Pour l’enfant qui écoute une histoire ce qui est en jeu c’est donc la mise en ordre de son monde intérieur avec la possibilité qui lui est offerte de s’identifier, le sortant ainsi de son « égocentrisme ».

 

Selon Bruno Bettelheim, (1903-1990) psychiatre et pédagogue, les enfants ont besoin de l’appui de la magie pour pouvoir affronter la vie, aussi les paysages humains que proposent les histoires que l’on raconte éclairent l’enfant sur lui-même et favorisent le développement de sa personnalité.

 

Voir un personnage vivre des moments angoissants peut permettre à l’enfant de se projeter et de gérer ses propres peurs à partir du moment où le personnage lui-même combat ses angoisses ; il prend conscience ainsi qu’il n’est pas tout seul au monde à vivre cette situation.

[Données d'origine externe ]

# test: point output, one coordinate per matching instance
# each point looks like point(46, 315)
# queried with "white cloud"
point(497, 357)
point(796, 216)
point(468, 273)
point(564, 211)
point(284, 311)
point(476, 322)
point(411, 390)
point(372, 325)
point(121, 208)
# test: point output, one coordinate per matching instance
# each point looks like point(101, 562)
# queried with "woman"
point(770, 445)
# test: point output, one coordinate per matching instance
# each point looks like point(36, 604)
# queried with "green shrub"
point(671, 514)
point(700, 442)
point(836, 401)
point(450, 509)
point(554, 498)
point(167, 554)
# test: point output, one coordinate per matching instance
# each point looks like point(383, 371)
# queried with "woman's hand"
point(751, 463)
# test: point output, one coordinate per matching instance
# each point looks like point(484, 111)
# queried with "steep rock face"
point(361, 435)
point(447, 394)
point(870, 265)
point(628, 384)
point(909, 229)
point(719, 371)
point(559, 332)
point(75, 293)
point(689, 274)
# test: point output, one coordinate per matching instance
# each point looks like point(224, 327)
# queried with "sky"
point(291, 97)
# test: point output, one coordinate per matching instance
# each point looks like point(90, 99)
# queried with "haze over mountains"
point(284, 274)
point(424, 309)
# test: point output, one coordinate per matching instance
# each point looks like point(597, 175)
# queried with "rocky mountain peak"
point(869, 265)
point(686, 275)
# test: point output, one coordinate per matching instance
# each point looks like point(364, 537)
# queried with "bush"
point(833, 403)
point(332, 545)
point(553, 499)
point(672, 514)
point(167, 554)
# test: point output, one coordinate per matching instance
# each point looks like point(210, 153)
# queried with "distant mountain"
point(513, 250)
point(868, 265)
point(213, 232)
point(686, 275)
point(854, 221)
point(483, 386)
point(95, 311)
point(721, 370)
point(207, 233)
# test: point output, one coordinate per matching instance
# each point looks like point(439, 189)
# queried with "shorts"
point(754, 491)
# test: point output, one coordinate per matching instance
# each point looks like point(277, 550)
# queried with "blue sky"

Jouer avec la peur pour la surmonter est une des possibilités offertes par l’histoire.

 

Cela demande toute la bienveillance de l’adulte qui raconte car au-delà du plaisir de raconter, du plaisir des mots, l’adulte ne doit pas chercher à inscrire sa subjectivité dans le récit pour que celui-ci soit le plus objectif possible.

 

La signification n’est certes pas intangible mais il est souhaitable de laisser l’enfant élaborer son propre chemin à emprunter pour penser l’histoire, pour interroger ce qui y est représenté à son rythme.

 

L’essentiel est avant tout d’aimer l’histoire que l’on raconte et de rester à l’intérieur d’elle. Il faut avoir son propre style de narration sans chercher à imiter quelqu’un d’autre pour préserver cette authenticité. Certaines personnes vont se sentir plus à l’aise en changeant leur voix, tandis que d’autres vont emprunter le même ton tout au long de l’histoire. Ce qui compte c’est de se sentir bien.

 

On peut également envisager l’utilisation de supports (marionnettes, jeux de doigts, instruments, photos…) utilisés comme médiateurs de l’histoire. L’important est que ces supports ne prennent pas toute la place au détriment de celle-ci. Par définition, le support est une base qui aide et sur laquelle on s’appuie ; mais il est important que l’objet quel qu’il soit reste soumis aux mots. Écouter des histoires ce serait donc une façon de travailler l’imaginaire, de le nourrir.

 

Dans notre société où la télévision joue un grand rôle il est important que les enfants s’expérimentent à écouter et recevoir des histoires. Cela lui permet de continuer à rêver et à grandir.